OpenAI is treading on thin ice. According to a recent report, the ChatGPT maker could lose as much as $5 billion this year. Regarding costs, OpenAI is projected to spend nearly $4 billion this year on renting Microsoft’s servers to power ChatGPT and its underlying LLMs.
OpenAI’s expenses for training, including data acquisition, could soar to nearly $3 billion. Additionally, with a rapidly growing workforce of around 1,500 employees, its costs could reach approximately $1.5 billion, driven partly by fierce competition for technical talent with companies like Google.
In total, OpenAI’s operational expenses this year could reach up to $8.5 billion.
However, there is still hope. OpenAI recently generated $3.4 billion annual revenue.
ChatGPT Plus, the premium version of OpenAI’s popular chatbot, emerged as the primary revenue driver, contributing $1.9 billion. The service boasts 7.7 million subscribers paying $20 per month. Following closely is ChatGPT Enterprise, which brought in $714 million from 1.2 million subscribers at $50 per month. The API generated $510 million, while ChatGPT Team added $290 million from 80,000 subscribers paying $25 monthly.
The question arises – “How long can OpenAI continue operating this way?” Without raising funds soon, the company may run out of cash to sustain its operations.
OpenAI may end up losing $5 billion this year and run out of cash in 12 months unless it raises more money. Investors should ask: What is their moat? Unique tech? What is their route to profitability when Meta is giving away similar tech for free? Do they have a killer app? Will the tech ever be reliable? What is real and what is just a demo?” posted Gary Marcus on X. He may not be wrong.
OpenAI has raised approximately $13.3 billion in total funding to date from Microsoft.
OpenAI’s Jugaad
OpenAI is cutting costs with GPT-4o Mini. At 15 cents per million input tokens and 60 cents per million output tokens, GPT-4o Mini is over 60% cheaper than GPT-3.5 Turbo. Recently, CEO Sam Altman posted that GPT-4o mini is “already processing more than 200B tokens per day!”
If we do some number crunching, processing 200 billion tokens daily, GPT-4o Mini costs OpenAI $90,000 per day, compared to $225,000 with GPT-3.5 Turbo. This transition allows OpenAI to save $135,000 daily, showcasing enhanced efficiency and cost-effectiveness.
OpenAI Has no Money, no Moat
Regardless of these reports, OpenAI has now announced SearchGPT, a prototype with AI search features that delivers quick, timely answers, with clear and relevant sources. However, Perplexity AI, the much touted Google-search alternative, already offers similar capabilities.
Moreover, Altman has also revealed that the voice feature on GPT-4o will be rolled out to Alpha users next week.
However, Hume AI has already been leading the way with its Empathetic Voice Interface (EVI). Companies such as SenseTime and Kyutai are also developing voice-based products like SenseNova 5.0 and Moshi, respectively.
At Google I/O 2024, Google introduced its AI agent Project Astra, which processes and integrates multiple modalities of data, including text, speech, images, and video.
Apple has also upgraded Siri with ‘Apple Intelligence,’ enabling it to perform more actions for users.

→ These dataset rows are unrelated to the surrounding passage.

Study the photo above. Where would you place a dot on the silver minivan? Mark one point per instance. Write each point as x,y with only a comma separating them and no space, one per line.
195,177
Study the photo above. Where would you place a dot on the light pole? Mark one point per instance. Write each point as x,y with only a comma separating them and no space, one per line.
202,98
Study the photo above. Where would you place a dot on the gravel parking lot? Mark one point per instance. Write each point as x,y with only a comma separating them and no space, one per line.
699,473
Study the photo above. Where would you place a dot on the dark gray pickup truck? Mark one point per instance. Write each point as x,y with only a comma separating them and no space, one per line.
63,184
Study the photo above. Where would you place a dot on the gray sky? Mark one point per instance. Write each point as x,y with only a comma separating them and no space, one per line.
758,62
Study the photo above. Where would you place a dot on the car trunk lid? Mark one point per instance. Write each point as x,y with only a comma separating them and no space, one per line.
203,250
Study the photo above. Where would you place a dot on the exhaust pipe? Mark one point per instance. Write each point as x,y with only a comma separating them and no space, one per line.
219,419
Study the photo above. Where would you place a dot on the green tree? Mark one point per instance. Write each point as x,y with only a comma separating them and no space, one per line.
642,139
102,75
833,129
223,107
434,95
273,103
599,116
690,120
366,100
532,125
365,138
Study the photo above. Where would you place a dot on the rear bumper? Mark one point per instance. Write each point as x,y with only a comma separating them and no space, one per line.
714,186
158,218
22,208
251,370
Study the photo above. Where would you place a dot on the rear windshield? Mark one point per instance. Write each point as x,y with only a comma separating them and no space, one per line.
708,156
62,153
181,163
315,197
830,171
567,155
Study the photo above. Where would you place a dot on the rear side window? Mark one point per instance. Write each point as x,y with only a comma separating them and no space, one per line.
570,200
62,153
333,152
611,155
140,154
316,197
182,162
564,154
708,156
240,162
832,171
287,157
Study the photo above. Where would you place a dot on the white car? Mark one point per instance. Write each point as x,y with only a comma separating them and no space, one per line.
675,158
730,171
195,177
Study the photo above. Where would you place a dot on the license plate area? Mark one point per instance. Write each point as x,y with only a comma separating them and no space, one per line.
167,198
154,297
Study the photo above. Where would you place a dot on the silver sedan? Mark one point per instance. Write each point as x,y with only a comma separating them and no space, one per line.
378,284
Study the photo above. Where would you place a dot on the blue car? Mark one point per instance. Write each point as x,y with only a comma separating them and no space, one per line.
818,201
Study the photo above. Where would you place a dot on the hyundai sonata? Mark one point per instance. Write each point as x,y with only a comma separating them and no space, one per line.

From the perspective of LLMs, Meta released Llama 3.1, which performs even better than OpenAI’s GPT-4o and GPT-4o Mini in categories such as general knowledge, reasoning, reading comprehension, code generation, and multilingual capabilities.
“Guys, fine-tuned Llama 3.1 8B is completely cracked. Just ran it through our fine-tuning test suite and it blows GPT-4o mini out of the water on every task,” posted a user on X. “There has never been an open model this small, this good.”
Within a day, Paris-based Mistral AI has also released Mistral Large 2, which offers substantial improvements in code generation, mathematics, and multilingual support, even outperforming Llama 3.1 in code generation and math abilities.
With a 128k context window and support for dozens of languages, including French, German, Spanish, and Chinese, Mistral Large 2 aims to cater to diverse linguistic needs. It also supports 80+ coding languages, such as Python, Java, and C++.
This puts the race to building LLMs and SLMs back into perspective. The case now seems that OpenAI, which was the pioneer in generative AI, is lagging behind when it comes to releases.
Not to forget, OpenAI has been postponing the launch of Sora, which is now expected later this year. Meanwhile, the video generation space has seen a surge of startups like Kling, RunwayML, and Luma AI. Recently, Kling AI, the Chinese company, announced the global launch of Kling AI International Version 1.0.
Simply put, OpenAI is certainly a jack of all trades, master of none.